4. ¿Consiguen las experiencias de video participativo los resultados esperados? ¿Tienen suficiente impacto público?

En base a la experiencia de los talleres de la Escola Popular de Cinema y de muchos más realizados en los últimos diez años, puedo decir que en la gran mayoría de los casos la respuesta es positiva y el proceso de vídeo participativo se convierte para los participantes en una importante experiencia de apoderamiento técnico-artístico y de elaboración de una forma de ciudadanía a través de la comunicación de vivencias y experiencias a menudo privadas que, exploradas con ojos nuevos, muestran una nueva relevancia y una nueva necesidad de ser narradas y compartidas. En este sentido, en la metodología de la Escola Popular, si por un lado se considera siempre central el “proceso” del vídeo participativo por todas las razones explicadas arriba, se considera también muy importante y central el “producto” final (el pequeño cortometraje, normalmente documental) de este proceso: un proceso que termine sin producto final dejará al grupo con la sensación ojalá de una muy buena experiencia, pero le privará de su espejo final, y sobretodo de la herramienta principal para compartirla de verdad con el entorno y fuera del grupo mismo. Sin perder la libertad ni la espontaneidad expresiva de quién por primera vez se aproxima a un lenguaje complejo y de manejo no siempre fácil, mantener alta la atención del grupo hacia la finalización de sus esfuerzos en una forma comprensible y comunicable es una de las claves para el éxito de todo el proceso del vídeo participativo.

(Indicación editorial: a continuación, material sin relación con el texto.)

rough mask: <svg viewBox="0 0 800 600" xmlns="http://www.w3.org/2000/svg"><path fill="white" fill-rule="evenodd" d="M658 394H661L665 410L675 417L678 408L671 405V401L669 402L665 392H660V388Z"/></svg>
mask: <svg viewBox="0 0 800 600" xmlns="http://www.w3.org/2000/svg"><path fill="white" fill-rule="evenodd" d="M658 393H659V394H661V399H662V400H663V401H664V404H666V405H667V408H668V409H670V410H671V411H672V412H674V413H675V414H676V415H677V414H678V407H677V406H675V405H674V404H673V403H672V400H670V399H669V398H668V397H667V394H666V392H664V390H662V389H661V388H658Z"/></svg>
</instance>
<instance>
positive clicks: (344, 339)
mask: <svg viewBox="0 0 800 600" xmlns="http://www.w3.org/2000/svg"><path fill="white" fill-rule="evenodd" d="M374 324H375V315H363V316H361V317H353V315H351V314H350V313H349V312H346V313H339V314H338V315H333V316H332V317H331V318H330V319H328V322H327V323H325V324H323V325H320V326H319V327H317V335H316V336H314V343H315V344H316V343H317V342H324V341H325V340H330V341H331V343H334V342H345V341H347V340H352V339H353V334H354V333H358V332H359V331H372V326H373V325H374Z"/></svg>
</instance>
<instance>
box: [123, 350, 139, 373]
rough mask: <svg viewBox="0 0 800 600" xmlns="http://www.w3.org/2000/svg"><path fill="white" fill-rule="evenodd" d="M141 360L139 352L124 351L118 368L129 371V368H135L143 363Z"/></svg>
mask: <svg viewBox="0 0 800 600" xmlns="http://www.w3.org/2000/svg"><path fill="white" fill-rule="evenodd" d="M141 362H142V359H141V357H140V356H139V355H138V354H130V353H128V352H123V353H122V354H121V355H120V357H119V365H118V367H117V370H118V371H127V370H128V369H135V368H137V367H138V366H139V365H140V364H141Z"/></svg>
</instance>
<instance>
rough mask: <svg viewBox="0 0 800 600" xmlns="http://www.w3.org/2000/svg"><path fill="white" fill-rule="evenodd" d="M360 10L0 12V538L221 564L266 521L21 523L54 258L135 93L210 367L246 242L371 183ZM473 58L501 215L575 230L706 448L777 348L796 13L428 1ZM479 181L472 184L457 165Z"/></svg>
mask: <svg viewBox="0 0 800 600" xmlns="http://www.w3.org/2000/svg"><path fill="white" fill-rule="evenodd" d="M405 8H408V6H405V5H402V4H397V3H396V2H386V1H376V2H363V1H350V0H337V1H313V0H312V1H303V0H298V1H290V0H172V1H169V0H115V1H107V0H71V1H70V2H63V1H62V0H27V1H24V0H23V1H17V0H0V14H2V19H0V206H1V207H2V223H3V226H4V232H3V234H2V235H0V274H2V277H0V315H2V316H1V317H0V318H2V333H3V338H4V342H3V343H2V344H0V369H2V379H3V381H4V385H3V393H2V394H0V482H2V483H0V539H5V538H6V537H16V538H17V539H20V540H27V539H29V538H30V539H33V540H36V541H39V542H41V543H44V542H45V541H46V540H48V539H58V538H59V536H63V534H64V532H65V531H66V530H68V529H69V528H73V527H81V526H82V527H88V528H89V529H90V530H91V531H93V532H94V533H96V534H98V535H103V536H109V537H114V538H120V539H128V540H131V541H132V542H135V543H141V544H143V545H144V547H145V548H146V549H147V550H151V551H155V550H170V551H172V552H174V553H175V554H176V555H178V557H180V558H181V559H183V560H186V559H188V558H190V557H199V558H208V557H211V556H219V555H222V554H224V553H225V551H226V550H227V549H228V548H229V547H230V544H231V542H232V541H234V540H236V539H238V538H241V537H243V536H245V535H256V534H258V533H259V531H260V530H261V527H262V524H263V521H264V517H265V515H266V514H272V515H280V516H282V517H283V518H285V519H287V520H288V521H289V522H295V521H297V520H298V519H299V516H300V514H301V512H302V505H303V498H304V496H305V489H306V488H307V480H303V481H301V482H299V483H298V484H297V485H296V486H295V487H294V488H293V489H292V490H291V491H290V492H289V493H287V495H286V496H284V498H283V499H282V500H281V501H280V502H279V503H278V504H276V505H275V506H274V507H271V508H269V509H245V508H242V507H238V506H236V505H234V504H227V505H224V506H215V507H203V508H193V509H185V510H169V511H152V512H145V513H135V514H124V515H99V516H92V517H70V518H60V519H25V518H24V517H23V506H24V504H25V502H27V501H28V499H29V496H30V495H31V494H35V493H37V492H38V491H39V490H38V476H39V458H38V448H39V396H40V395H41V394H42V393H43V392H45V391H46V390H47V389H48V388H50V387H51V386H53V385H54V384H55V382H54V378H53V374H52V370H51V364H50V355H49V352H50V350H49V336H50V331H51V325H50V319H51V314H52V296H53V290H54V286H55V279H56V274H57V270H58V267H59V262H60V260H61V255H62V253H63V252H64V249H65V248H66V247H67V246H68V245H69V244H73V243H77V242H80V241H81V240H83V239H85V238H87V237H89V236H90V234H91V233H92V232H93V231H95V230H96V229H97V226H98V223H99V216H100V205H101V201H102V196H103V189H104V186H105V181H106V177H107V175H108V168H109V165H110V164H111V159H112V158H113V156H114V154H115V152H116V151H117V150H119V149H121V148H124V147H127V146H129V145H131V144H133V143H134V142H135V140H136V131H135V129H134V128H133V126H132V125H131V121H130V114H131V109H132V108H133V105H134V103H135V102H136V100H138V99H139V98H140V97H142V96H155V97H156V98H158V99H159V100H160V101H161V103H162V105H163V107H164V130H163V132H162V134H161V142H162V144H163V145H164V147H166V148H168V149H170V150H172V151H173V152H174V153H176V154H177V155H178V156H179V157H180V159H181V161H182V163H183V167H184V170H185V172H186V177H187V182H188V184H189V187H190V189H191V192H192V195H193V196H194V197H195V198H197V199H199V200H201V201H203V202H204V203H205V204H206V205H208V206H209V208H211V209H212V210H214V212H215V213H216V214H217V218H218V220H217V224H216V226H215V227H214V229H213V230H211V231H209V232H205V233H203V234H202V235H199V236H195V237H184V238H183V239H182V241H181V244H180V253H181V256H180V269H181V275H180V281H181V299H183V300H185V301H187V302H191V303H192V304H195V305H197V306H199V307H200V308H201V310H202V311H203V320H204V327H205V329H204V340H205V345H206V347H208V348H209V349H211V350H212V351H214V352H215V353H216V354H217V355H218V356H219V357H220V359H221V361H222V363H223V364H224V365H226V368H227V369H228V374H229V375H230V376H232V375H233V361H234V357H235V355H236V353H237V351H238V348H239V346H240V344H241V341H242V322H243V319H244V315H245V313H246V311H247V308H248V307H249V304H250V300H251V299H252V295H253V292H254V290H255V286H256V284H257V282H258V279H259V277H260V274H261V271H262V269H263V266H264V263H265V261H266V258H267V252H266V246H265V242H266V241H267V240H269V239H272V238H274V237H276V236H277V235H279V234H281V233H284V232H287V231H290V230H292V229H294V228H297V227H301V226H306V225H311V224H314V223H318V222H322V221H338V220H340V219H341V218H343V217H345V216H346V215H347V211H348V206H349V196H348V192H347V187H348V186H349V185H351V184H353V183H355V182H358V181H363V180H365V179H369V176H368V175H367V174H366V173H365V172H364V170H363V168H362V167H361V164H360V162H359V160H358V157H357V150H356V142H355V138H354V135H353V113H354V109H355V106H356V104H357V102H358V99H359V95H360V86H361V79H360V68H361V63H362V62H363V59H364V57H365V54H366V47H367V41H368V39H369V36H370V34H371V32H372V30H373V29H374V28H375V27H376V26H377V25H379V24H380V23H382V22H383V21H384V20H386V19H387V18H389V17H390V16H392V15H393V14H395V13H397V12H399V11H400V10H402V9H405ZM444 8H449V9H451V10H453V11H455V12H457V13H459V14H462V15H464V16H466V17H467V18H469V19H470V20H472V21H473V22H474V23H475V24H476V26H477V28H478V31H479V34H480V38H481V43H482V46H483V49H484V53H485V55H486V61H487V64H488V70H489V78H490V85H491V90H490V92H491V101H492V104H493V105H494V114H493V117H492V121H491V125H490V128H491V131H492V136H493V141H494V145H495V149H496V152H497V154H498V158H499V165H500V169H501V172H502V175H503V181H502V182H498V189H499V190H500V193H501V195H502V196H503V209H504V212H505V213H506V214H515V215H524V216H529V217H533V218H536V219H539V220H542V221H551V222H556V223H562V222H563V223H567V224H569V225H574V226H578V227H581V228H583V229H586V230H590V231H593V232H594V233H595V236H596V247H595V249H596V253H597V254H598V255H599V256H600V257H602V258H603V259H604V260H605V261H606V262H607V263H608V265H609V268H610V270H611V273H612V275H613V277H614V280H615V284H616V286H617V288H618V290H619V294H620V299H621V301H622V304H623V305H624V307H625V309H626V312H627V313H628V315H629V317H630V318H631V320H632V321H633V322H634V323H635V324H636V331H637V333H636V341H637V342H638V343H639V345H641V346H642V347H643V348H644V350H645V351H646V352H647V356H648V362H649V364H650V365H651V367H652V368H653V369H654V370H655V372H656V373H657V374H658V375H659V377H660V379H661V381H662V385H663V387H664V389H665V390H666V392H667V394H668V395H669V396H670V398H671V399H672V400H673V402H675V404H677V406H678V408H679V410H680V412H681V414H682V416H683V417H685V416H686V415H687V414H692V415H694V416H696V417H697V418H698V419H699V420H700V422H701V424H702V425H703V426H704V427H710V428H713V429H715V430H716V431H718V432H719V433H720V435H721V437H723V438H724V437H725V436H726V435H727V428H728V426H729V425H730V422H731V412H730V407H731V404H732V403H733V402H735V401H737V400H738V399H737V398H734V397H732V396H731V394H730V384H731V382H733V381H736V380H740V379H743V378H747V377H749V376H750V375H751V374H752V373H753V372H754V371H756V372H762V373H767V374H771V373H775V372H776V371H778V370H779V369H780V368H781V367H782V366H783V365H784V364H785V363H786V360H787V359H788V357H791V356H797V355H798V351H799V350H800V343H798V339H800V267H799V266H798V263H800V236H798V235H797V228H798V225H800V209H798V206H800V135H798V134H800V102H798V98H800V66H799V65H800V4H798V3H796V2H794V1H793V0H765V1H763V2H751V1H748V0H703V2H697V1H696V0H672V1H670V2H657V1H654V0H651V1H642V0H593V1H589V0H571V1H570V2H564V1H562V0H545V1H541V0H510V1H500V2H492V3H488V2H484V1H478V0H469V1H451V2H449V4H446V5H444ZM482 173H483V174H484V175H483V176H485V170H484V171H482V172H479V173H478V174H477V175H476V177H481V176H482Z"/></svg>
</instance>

Por este camino, los talleres de vídeo participativo se convierten no sólo en experiencias sociales, sino en experiencias productivas que generan su propia “literatura”, que hace que el mismo vídeo participativo se pueda considerar, sin renunciar a las definiciones anteriores, sencillamente una metodología heterodoxa de producción audiovisual que produce su propio y peculiar lenguaje expresivo.

5. ¿Cómo consideras que han afectado la digitalización, el trabajo en la red y el video online a la práctica del video participativo?

La digitalización ha sido un factor clave para la afirmación y expansión de la metodología del vídeo participativo, que se puede considerar uno de los frentes activos de democratización del acceso a los medios de comunicación audiovisual y de reducción de la brecha digital: el coste decreciente de la tecnología, la amplitud de banda, la posibilidad de crear y alcanzar públicos relevantes a través de las redes sociales son todos elementos que han favorecido y hecho posible el desarrollo de la metodología. Sin embargo, la reciente aceleración en la diseminación de tecnología móvil que incluye posibilidades avanzadas de producir, editar y compartir vídeo (smartphones, tabletsetc), si por un lado parece ayudar el proceso de apoderamiento popular de lenguaje audiovisual, por el otro banaliza y comercializa el atractivo hacia el descubrimiento de su potencial, que reducido a juguete de bolsillo y vinculado a redes sociales que fortalecen los contactos con los círculos consuetudinarios, se ve en peligro de ver sustituida o diluida su capacidad puntual de crear nuevas formas de ciudadanía con una forma de producción y consumo constante de contenido privado, mayoritariamente orientado a finalidades de entretenimiento más que de cambio social.